How Astronomers Will Take the "Image of the Century": a Black Hole

An anonymous reader writes with news that scientists may be close to getting the first image of a black hole. "Researchers studying the universe are ramping up to take the image of the century — the first ever image of a supermassive black hole. While the evidence for the existence of black holes is compelling, Scientists will continue to argue the contrary until physical, observational evidence is provided. Now, a dedicated team of astrophysicists armed with a global fleet of powerful telescopes is out to change that. If they succeed, they will snap the first ever picture of the monstrously massive black hole thought to live at the center of our home galaxy, the Milky Way. This ambitious project, called the Event Horizon Telescope (EHT), is incredibly tricky, but recent advances in their research are encouraging the team to push forward, now. The reason EHT needs to be so complex is because black holes, by nature, do not emit light and are, therefore, invisible. In fact, black holes survive by gobbling up light and any other matter — nearby dust, gas, and stars — that fall into their powerful clutches. The EHT team is going to zoom in on a miniscule spot on the sky toward the center of the Milky Way where they believe to be the event horizon of a supermassive black hole weighing in at 4 million times more massive than our sun. We can still see the material, however, right before it falls into eternal darkness. The EHT team is going to try and glimpse this ring of radiation that outlines the event horizon. Experts call this outline the "shadow" of a black hole, and it's this shadow that the EHT team is ultimately after to prove the existence of black holes."

3 of 129 comments (clear)

  1. Re:Quasars? by Anonymous Coward · · Score: 2, Interesting
    We know supermassive black holes exist.

    We know quasars exist and involve radiation blasted out from the fucktons of matter pouring into early-universe supermassive blackholes.

    What has yet to happen is someone has yet to image the black part of the black hole. The region that's quite literally so dark that light just falls into it. (depending on how thin the accretion disk is, it might not actually be black -- but it's going to be a hell of a lot less energetic than the regions near the disc/equator!).

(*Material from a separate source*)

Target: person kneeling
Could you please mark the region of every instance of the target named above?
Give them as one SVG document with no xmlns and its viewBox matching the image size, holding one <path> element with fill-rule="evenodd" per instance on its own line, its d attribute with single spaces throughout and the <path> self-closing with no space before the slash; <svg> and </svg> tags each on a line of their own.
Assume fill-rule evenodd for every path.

That's the image of the century: not the radiation blasted out from relativistic shockwaves of the unholy weirdness near a black hole, but the relative blackness of the event horizon itself against the backdrop of aforementioned unholy weirdness.

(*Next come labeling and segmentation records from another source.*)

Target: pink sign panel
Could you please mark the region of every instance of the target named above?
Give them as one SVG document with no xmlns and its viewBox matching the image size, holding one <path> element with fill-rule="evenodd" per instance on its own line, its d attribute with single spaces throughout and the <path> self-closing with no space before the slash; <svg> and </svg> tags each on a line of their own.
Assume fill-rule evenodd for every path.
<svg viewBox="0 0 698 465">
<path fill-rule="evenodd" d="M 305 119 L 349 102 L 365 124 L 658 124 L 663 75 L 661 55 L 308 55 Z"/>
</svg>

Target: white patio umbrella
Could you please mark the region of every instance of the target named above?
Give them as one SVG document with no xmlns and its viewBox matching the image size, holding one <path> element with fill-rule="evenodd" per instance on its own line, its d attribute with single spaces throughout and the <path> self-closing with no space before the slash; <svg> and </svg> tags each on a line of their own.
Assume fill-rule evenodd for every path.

    No quasars around here, the universe is over that by now. We have no tech with resolution sufficient to image a stellar mass black hole in my lifetime. But the big-ass one a mere 30000 light years away? Being so (relatively speaking) close makes up for all the gas and dust that's in the way. That one's observable. And yes, I've been wanting to see that image for about 30 years, and it can't come too soon.

  2. Re:It's already been proven. by Anonymous Coward · · Score: 0, Interesting

    They zoomed in even closer, and saw this: supermassive black hole.

  3. Re:I thought that black holes don't exist?!?? by amaurea · · Score: 4, Interesting

    It would be nice if science reported were color coded or something. Green for robust, independently verified and generally accepted stuff (general relativity, evolution, etc.), yellow for new stuff that's not yet independently verified but in line with well-tested models, and red for stuff that's exciting but very uncertain and/or likely to be wrong (faster-than-light neutrinos, string theory, dark matter annihilation observations in galaxies, etc). The sort of stuff you read about in the news is usually red or yellow, but is presented as if it were green. The article you quote falls squarely into the red category.